AIPatient: Simulating Patients with EHRs and LLM Powered Agentic Workflow

Huizi Yu,Jiayan Zhou,Lingyao Li,Shan Chen,Jack Gallifant,Anye Shi,Xiang Li,Wenyue Hua,Mingyu Jin,Guang Chen,Yang Zhou,Zhao Li,Trisha Gupte,Ming-Li Chen,Zahra Azizi,Yongfeng Zhang,Themistocles L. Assimes,Xin Ma,Danielle S. Bitterman,Lin Lu,Lizhou Fan

from arxiv, 42 pages, 6 figures, 7 tables

Simulated patient systems play a crucial role in modern medical education and research, providing safe, integrative learning environments and enabling clinical decision-making simulations. Large Language Models (LLM) could advance simulated patient systems by replicating medical conditions and patient-doctor interactions with high fidelity and low cost.
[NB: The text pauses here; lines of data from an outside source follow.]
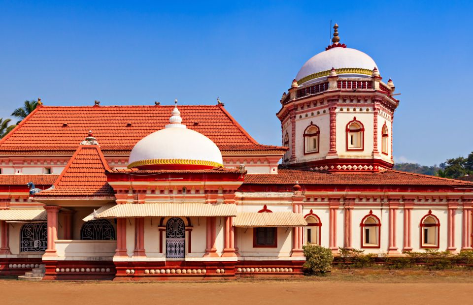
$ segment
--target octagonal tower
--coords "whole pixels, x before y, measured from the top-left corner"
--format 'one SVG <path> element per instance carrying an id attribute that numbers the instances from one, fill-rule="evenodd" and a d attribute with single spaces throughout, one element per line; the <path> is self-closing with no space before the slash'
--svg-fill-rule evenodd
<path id="1" fill-rule="evenodd" d="M 392 167 L 394 85 L 368 55 L 339 43 L 309 59 L 281 98 L 283 164 L 330 172 Z"/>

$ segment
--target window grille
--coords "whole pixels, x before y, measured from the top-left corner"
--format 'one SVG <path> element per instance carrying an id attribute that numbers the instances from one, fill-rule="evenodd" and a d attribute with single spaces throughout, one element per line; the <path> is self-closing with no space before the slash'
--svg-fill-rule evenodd
<path id="1" fill-rule="evenodd" d="M 45 222 L 26 223 L 20 232 L 21 252 L 42 252 L 48 248 L 48 227 Z"/>
<path id="2" fill-rule="evenodd" d="M 115 228 L 106 219 L 87 221 L 80 229 L 80 239 L 83 241 L 114 241 Z"/>

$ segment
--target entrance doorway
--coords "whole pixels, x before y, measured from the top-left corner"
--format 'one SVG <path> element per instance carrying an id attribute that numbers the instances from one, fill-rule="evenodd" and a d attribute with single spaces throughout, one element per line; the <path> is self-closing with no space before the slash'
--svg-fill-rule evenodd
<path id="1" fill-rule="evenodd" d="M 180 218 L 174 217 L 166 224 L 166 258 L 185 256 L 186 226 Z"/>

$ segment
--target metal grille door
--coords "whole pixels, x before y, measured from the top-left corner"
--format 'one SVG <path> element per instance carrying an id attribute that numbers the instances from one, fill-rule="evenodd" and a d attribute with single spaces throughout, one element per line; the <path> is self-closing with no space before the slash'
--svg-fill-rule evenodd
<path id="1" fill-rule="evenodd" d="M 166 224 L 166 257 L 184 258 L 185 256 L 186 227 L 180 218 L 171 218 Z"/>

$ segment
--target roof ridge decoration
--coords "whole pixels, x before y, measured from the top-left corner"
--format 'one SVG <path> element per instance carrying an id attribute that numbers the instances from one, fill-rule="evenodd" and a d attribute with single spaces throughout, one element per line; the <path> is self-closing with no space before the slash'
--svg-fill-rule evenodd
<path id="1" fill-rule="evenodd" d="M 105 175 L 106 171 L 110 170 L 98 145 L 81 144 L 50 189 L 37 193 L 34 198 L 112 197 L 114 192 L 107 183 Z"/>
<path id="2" fill-rule="evenodd" d="M 92 134 L 92 130 L 89 130 L 88 136 L 86 137 L 85 140 L 80 142 L 81 145 L 99 145 L 99 142 L 97 142 L 94 135 Z"/>
<path id="3" fill-rule="evenodd" d="M 327 48 L 325 48 L 325 51 L 328 50 L 330 50 L 332 48 L 346 48 L 346 45 L 344 43 L 341 44 L 339 42 L 340 41 L 340 37 L 338 37 L 338 25 L 335 24 L 335 25 L 334 26 L 334 37 L 332 38 L 332 42 L 333 42 L 333 44 L 329 45 Z"/>

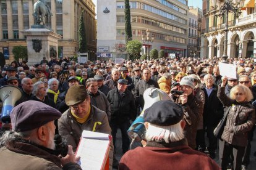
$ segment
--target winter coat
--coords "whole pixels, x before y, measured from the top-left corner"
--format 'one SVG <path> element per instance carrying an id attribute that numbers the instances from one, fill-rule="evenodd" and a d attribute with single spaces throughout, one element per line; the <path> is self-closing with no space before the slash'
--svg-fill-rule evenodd
<path id="1" fill-rule="evenodd" d="M 96 126 L 95 132 L 111 135 L 108 116 L 103 111 L 91 105 L 91 111 L 88 119 L 84 123 L 80 124 L 75 120 L 70 113 L 70 110 L 69 109 L 58 120 L 59 134 L 67 140 L 68 145 L 72 146 L 73 151 L 75 152 L 83 131 L 92 131 L 96 122 L 100 122 L 101 124 Z M 111 168 L 112 168 L 113 148 L 112 142 L 109 155 Z"/>
<path id="2" fill-rule="evenodd" d="M 171 79 L 167 79 L 164 76 L 160 78 L 158 82 L 160 89 L 167 94 L 169 94 L 171 91 Z"/>
<path id="3" fill-rule="evenodd" d="M 238 103 L 231 100 L 224 93 L 224 87 L 219 86 L 218 97 L 224 106 L 231 107 L 228 115 L 221 139 L 235 146 L 245 147 L 247 134 L 255 124 L 255 111 L 249 102 Z"/>
<path id="4" fill-rule="evenodd" d="M 111 110 L 111 121 L 122 121 L 135 119 L 136 107 L 132 93 L 126 89 L 122 95 L 118 89 L 110 91 L 107 95 Z"/>
<path id="5" fill-rule="evenodd" d="M 109 102 L 106 95 L 100 91 L 98 91 L 95 94 L 91 94 L 88 91 L 87 92 L 91 99 L 91 104 L 96 108 L 100 108 L 101 110 L 105 111 L 108 115 L 108 120 L 109 121 L 111 111 L 110 110 Z"/>
<path id="6" fill-rule="evenodd" d="M 44 148 L 20 142 L 7 142 L 0 148 L 0 169 L 12 170 L 82 169 L 69 163 L 61 168 L 61 158 Z"/>
<path id="7" fill-rule="evenodd" d="M 147 142 L 145 147 L 127 152 L 118 169 L 220 169 L 213 160 L 182 141 L 164 144 Z"/>

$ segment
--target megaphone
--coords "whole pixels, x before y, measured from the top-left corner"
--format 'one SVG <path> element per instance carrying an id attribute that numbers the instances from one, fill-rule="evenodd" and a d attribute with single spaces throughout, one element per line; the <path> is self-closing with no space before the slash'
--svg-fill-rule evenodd
<path id="1" fill-rule="evenodd" d="M 127 131 L 128 136 L 136 142 L 140 142 L 143 139 L 146 132 L 144 126 L 144 110 L 156 102 L 171 100 L 171 97 L 167 93 L 155 87 L 147 89 L 143 94 L 143 98 L 145 101 L 144 107 L 140 116 L 135 119 Z"/>
<path id="2" fill-rule="evenodd" d="M 2 101 L 1 119 L 4 123 L 11 123 L 11 111 L 15 103 L 22 97 L 22 92 L 13 86 L 4 86 L 0 87 L 0 99 Z"/>

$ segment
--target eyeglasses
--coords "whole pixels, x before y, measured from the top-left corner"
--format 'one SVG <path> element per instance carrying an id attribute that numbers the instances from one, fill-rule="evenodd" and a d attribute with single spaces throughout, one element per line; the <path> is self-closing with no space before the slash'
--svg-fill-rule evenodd
<path id="1" fill-rule="evenodd" d="M 239 81 L 239 83 L 241 84 L 248 84 L 250 81 Z"/>

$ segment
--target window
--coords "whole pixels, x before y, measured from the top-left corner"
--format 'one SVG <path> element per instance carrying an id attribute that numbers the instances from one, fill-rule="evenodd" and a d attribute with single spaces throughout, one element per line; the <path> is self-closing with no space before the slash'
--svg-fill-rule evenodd
<path id="1" fill-rule="evenodd" d="M 62 13 L 62 0 L 56 0 L 56 13 Z"/>
<path id="2" fill-rule="evenodd" d="M 18 2 L 17 0 L 12 1 L 12 14 L 18 14 Z"/>
<path id="3" fill-rule="evenodd" d="M 14 30 L 14 39 L 19 39 L 19 30 Z"/>
<path id="4" fill-rule="evenodd" d="M 28 14 L 28 0 L 22 1 L 22 9 L 23 9 L 23 14 Z"/>
<path id="5" fill-rule="evenodd" d="M 18 15 L 12 15 L 12 29 L 19 29 Z"/>
<path id="6" fill-rule="evenodd" d="M 2 31 L 2 38 L 8 39 L 8 31 L 7 30 Z"/>
<path id="7" fill-rule="evenodd" d="M 6 1 L 2 0 L 1 1 L 1 10 L 2 14 L 7 14 L 7 5 L 6 5 Z"/>

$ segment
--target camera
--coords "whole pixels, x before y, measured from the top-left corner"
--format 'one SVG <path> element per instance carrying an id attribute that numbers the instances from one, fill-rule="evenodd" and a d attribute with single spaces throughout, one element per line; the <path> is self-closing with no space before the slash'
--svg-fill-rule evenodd
<path id="1" fill-rule="evenodd" d="M 182 95 L 184 93 L 183 91 L 171 91 L 171 94 L 173 95 Z"/>

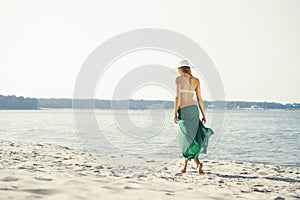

However, ensuring the effectiveness and trustworthiness of these systems remains a challenge, as they require a large, diverse, and precise patient knowledgebase, along with a robust and stable knowledge diffusion to users. Here, we developed AIPatient, an advanced simulated patient system with AIPatient Knowledge Graph (AIPatient KG) as the input and the Reasoning Retrieval-Augmented Generation (Reasoning RAG) agentic workflow as the generation backbone. AIPatient KG samples data from Electronic Health Records (EHRs) in the Medical Information Mart for Intensive Care (MIMIC)-III database, producing a clinically diverse and relevant cohort of 1,495 patients with high knowledgebase validity (F1 0.89). Reasoning RAG leverages six LLM powered agents spanning tasks including retrieval, KG query generation, abstraction, checker, rewrite, and summarization. This agentic framework reaches an overall accuracy of 94.15% in EHR-based medical Question Answering (QA), outperforming benchmarks that use either no agent or only partial agent integration. Our system also presents high readability (median Flesch Reading Ease 77.23; median Flesch Kincaid Grade 5.6), robustness (ANOVA F-value 0.6126, p>0.1), and stability (ANOVA F-value 0.782, p>0.1). The promising performance of the AIPatient system highlights its potential to support a wide range of applications, including medical education, model evaluation, and system integration.

翻译：模拟患者系统在现代医学教育与研究中发挥着至关重要的作用，其提供了安全、综合的学习环境，并支持临床决策模拟。大型语言模型（LLM）能够以高保真度和低成本复现医疗状况与医患互动，从而推动模拟患者系统的发展。然而，确保此类系统的有效性与可信度仍面临挑战，因为它们需要一个庞大、多样且精确的患者知识库，以及一个稳健、稳定的知识扩散机制以面向用户。为此，我们开发了AIPatient，这是一个先进的模拟患者系统，以AIPatient知识图谱（AIPatient KG）作为输入，并以推理检索增强生成（Reasoning RAG）智能体工作流作为生成核心。AIPatient KG从重症监护医学信息集市（MIMIC）-III数据库的电子健康记录（EHRs）中采样数据，构建了一个包含1,495名患者的临床多样且相关的队列，其知识库效度较高（F1分数0.89）。Reasoning RAG利用了六个LLM驱动的智能体，涵盖检索、KG查询生成、抽象、检查、重写和总结等任务。该智能体框架在基于EHR的医学问答（QA）任务中达到了94.15%的整体准确率，优于未使用智能体或仅部分集成智能体的基准方法。我们的系统还表现出高可读性（中位数Flesch阅读易度77.23；中位数Flesch-Kincaid年级水平5.6）、强鲁棒性（ANOVA F值0.6126，p>0.1）和高稳定性（ANOVA F值0.782，p>0.1）。AIPatient系统所展现的优异性能凸显了其在支持医学教育、模型评估和系统集成等广泛应用的潜力。